What the LLM lacks, in isolation, is an Objective Function and a Planning Engine. But here is the key insight: you can supply both via the prompt. A system prompt that specifies goals, constraints, evaluation criteria, and planning instructions is, functionally, a harness that activates the OF and PE on top of the already-loaded ME. Tool schemas extend the action space. Orchestration logic (ReAct loops, agentic scaffolding) closes the perception–action loop. The LLM does not need to be "embedded in an external architecture" as if it were a passive component—it already contains the world model, and prompting is sufficient to activate the full ME/OF/PE triad.

Updated position

The LLM is not a blank slate that becomes an agent only when wrapped in external machinery. It is a Turing machine with a pre-loaded world model. The prompt serves as a harness—supplying the objective function and planning instructions that transform the loaded ME into a complete algorithmic agent. This is a more parsimonious account than treating the LLM as a passive component requiring an external architecture to achieve agency.

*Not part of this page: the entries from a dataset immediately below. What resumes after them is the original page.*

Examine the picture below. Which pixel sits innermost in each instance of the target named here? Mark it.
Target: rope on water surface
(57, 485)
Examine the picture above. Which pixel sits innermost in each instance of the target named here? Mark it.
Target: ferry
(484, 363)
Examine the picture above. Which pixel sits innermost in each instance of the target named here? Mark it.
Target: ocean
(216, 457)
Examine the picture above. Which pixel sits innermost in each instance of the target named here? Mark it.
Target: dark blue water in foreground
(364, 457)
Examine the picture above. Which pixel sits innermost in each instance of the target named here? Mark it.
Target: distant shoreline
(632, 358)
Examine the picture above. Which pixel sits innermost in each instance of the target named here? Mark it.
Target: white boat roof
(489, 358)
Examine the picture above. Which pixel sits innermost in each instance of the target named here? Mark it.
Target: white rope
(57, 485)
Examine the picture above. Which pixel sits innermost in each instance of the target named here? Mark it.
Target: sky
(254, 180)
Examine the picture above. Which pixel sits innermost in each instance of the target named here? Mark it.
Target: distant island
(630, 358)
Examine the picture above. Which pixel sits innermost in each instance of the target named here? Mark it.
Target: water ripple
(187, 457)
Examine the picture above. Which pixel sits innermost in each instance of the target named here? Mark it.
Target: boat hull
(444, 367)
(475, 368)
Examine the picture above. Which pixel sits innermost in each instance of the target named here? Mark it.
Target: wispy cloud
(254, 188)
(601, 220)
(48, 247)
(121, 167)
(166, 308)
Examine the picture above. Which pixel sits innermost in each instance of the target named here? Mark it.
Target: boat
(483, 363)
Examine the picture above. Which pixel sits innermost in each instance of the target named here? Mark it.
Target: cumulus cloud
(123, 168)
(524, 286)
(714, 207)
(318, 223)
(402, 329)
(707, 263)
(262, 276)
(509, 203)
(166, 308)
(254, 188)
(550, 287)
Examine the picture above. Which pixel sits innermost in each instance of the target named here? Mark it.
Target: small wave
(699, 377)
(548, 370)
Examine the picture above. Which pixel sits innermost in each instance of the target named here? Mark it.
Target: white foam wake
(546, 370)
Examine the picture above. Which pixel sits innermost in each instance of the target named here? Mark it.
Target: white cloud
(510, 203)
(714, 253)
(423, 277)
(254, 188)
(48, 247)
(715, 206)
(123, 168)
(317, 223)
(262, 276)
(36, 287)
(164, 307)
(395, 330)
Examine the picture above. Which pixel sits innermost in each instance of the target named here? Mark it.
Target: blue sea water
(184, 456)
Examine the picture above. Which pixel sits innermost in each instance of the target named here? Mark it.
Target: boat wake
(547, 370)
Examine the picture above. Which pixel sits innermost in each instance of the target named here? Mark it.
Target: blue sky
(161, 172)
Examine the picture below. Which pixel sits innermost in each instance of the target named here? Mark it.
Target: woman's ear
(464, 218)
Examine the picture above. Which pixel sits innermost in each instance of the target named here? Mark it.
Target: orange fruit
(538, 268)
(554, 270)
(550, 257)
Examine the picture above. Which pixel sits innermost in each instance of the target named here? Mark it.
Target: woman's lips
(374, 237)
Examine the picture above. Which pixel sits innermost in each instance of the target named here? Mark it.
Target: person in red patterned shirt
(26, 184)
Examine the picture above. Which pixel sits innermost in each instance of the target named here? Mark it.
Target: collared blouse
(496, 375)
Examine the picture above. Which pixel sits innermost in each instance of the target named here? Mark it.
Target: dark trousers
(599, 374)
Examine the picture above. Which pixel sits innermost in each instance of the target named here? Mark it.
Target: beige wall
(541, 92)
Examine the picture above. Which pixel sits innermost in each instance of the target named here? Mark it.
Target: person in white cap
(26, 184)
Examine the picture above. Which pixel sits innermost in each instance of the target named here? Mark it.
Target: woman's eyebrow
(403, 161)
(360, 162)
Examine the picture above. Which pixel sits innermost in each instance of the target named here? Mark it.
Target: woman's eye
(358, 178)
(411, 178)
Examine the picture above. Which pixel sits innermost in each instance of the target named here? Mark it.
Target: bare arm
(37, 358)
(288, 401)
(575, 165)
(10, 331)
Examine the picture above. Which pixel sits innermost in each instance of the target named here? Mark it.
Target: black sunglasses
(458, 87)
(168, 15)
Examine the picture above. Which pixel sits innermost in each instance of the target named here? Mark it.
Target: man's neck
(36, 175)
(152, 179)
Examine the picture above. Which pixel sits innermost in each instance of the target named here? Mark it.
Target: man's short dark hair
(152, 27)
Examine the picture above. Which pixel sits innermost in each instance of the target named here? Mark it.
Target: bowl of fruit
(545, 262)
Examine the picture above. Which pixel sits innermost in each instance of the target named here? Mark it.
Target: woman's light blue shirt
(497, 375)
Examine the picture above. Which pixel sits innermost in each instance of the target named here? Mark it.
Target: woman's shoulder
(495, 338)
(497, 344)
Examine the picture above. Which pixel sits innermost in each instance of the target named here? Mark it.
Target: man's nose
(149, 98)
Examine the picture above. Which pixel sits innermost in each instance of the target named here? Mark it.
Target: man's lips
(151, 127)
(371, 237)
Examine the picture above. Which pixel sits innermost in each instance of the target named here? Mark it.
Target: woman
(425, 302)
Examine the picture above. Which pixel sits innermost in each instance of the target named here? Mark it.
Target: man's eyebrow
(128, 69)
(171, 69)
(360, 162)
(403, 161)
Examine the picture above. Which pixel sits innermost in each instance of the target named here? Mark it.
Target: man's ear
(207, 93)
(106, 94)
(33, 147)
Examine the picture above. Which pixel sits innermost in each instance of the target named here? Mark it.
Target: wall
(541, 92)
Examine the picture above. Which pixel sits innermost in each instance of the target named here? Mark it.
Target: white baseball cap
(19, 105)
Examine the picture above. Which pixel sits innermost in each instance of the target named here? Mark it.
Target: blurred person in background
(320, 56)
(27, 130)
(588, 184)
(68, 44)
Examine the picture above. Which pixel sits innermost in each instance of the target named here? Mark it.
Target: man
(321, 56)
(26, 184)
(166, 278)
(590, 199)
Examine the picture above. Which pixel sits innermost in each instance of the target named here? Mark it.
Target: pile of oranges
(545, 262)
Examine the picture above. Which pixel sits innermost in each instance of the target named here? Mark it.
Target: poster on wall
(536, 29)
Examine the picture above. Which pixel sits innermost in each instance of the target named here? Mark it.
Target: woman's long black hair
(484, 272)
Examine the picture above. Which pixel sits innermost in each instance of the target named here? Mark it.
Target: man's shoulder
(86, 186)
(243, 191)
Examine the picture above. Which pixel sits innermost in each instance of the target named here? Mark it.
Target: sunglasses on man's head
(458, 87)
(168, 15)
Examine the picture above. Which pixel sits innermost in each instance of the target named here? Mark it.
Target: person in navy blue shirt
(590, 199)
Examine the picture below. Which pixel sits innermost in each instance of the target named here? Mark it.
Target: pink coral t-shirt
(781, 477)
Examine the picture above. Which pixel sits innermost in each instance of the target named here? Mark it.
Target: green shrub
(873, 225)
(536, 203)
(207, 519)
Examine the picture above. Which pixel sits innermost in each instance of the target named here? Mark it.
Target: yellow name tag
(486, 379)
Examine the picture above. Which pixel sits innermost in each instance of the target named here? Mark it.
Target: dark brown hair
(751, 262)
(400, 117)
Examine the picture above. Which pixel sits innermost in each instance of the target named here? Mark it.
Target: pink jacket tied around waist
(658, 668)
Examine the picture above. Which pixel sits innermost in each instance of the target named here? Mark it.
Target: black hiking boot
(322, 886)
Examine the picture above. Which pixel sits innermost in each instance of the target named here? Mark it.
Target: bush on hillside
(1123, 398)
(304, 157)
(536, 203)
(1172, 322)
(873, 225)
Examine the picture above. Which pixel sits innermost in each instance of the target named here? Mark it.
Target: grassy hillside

This reframing also sharpens the Agentic Compressor proposal. When an LLM engages in chain-of-thought reasoning, it is already performing a primitive form of internal planning over its model: running mental simulations (Simulate), evaluating candidate reasoning paths (Compare), attending selectively to relevant context (Attend). The harness can amplify this by explicitly instructing the system to decompose problems, test hypotheses, or check its own reasoning against constraints—effectively expanding the internal action space via prompting. The LLM-with-harness is therefore not merely an existence proof for the Agentic Compressor concept; it is a partial instantiation, limited mainly by the fact that its internal planning is implicit in autoregressive token prediction rather than governed by a dedicated internal planner with an explicit compression-gain objective.

Implications

For the KT program

The Agentic Compressor refines the KT agent architecture by giving the ME internal structure: its own action space, objective, and planning process. The ME becomes an "agent within the agent"—an internal algorithmic agent whose world is the space of possible models and whose actions are model-building operations. This connects naturally to the Good Algorithmic Regulator theorem, which shows that sustained regulation requires the regulator to contain a model of the world. The Agentic Compressor provides the mechanism by which that model is actively constructed.

For AI

If the gap between current deep learning and human-level model construction lies precisely in the absence of internal planning for model building, then scaling data and parameters alone will not close it. What is needed is an architectural innovation: elevating internal actions to first-class status within the learning loop. Current systems already instantiate fragments of this idea. The missing piece is a general-purpose internal planner that can navigate the full space of model-building operations.

For structured experience

Within KT, structured experience arises at the Comparator—the submodule that evaluates prediction error. The Agentic Compressor enriches this picture: if the ME is itself an agent performing internal planning, then the process of model construction is itself a form of experience. The "aha moment" of a scientist discovering a unifying principle is a large compression gain produced by a Unify action, registered at the Comparator as a dramatic reduction in prediction error. The richer the internal action space and the more strategic the internal planning, the richer the structure of the resulting experience.

The key insight, in one sentence: a modeling system should not merely update itself from data; it should actively choose how to update itself in order to become a better compressor of data. The planning engine is not merely for acting on the world. It is also—and perhaps primarily—for acting on the model.